If I took the bus like I usually do, I would not have the energy to even pick up a bucket. Fate, timing, or whatever a person calls it, intervened in the form of a friend getting me home at 4:30. I ate some supper, opened the windows, and decided enough was enough. I left for work with the morning chill, but I came home to something making sweaters optionally. I filled a bucket with hot water, a dash of Mr. Clean, and my comfy sweats to begin wiping away the winter.
Dirt and grime wiped away as I applied the sponge to the furniture. I didn’t want to sit in front of the tv, at least not until Agents of S.H.I.E.L.D. The people in the condo complex across me, started to clean their barbecue. The guy did it mainly, without his shirt, another sure-fire signal spring has arrived.

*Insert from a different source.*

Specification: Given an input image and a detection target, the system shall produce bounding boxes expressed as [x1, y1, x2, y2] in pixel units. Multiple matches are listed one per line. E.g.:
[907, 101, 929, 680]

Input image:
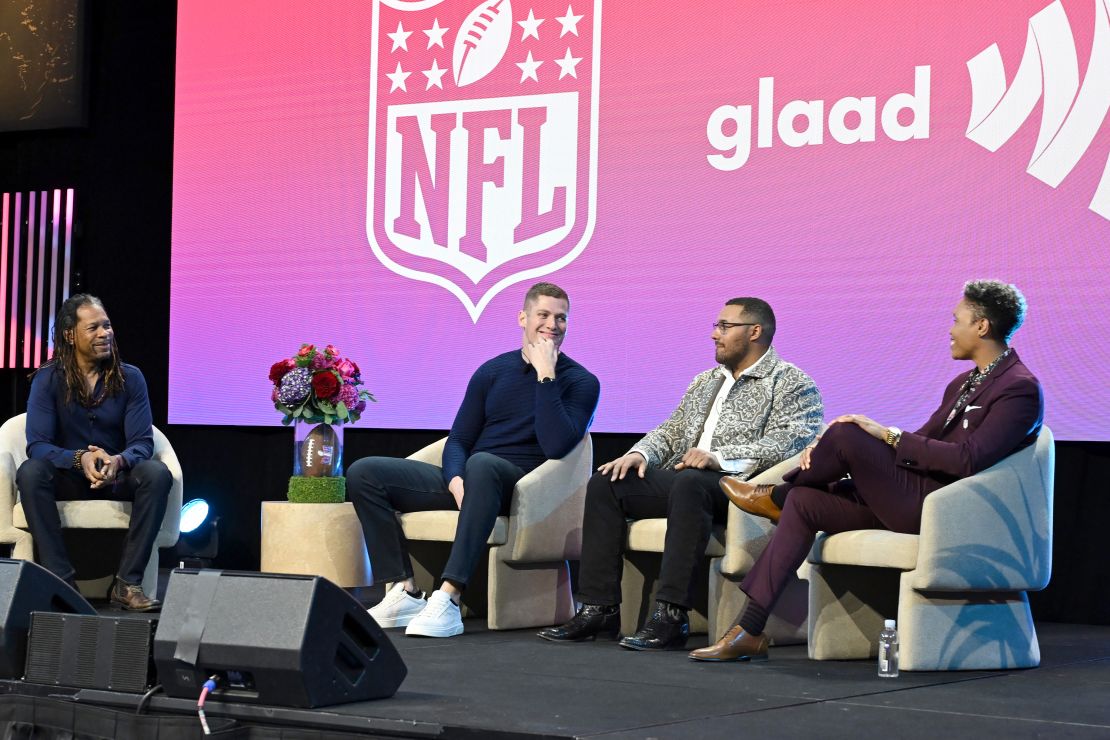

I bought the bistro set last year. I spent most of my time on it last summer. I had V over for Olive Garden take out and conversation. I followed the panel for Age of Ultron at San Diego Comic Con, while Thor seemed poised to remind Winnipeg he’s not Chris Hemsworth. (It was that grey and threatening that day.) I also had the ritual of taking out my tablet to read tweets and Tumblr posts about The Crucible. I figured if I can’t be there, I can follow people fortunate to attend.
Most of the time I wrote in my journal. I kept scribbling, and I wanted to wipe away the dirt to clean away my dirt in the perception filter. It looked murky, and murky perceptions do not help people create. I cleaned the winter away to bring in the summer of my creation. Of course, it needs fine tuning. I can see my window ledge needing a scrub down, and I need to vacuum the carpet. It’s good enough for now.
Next task, put out my solar lights. I missed out on winter lights, but I have these cute patio lanterns. I feel quite proud of that purchase with its bright colours finally breaking the grip of winter grey. It sounds like a useless laundry list to read of someone’s balcony. In the summer months, I move the writing outdoors. The place turns into an outdoor studio either with my journals, or my laptop. I pour a coke and off I go. I let the fresh air into my place, while I try to open the windows in my soul. Sometimes it feels grey and murky. Sometimes perfectionism freezes the windows shut, and I have to pry them open.
I always hear ‘shoulds’ or listen to an illogical list of demands. I realize those demands, while made with love, do not work for me. The hardest part for the person imparting her wisdom is it’s not mine. Nothing personal. I always hear that phrase at work, but try saying that to someone you love, someone not used to hearing the phrase as everything seems personal. If you’re Portuguese and female, boundaries are not things taught in my culture. I look stubborn to some, but I feel happier. It took a lot of work, and a lot of fights, to get me to this point.
I smiled watching the dirt come off, anticipating the hot summers filled with reading and writing. It’s more than a seasonal ritual. I feel the urgency to clean and take a seat on a day like today. The vacuuming can wait, but the blue sky in my present wants its audience now.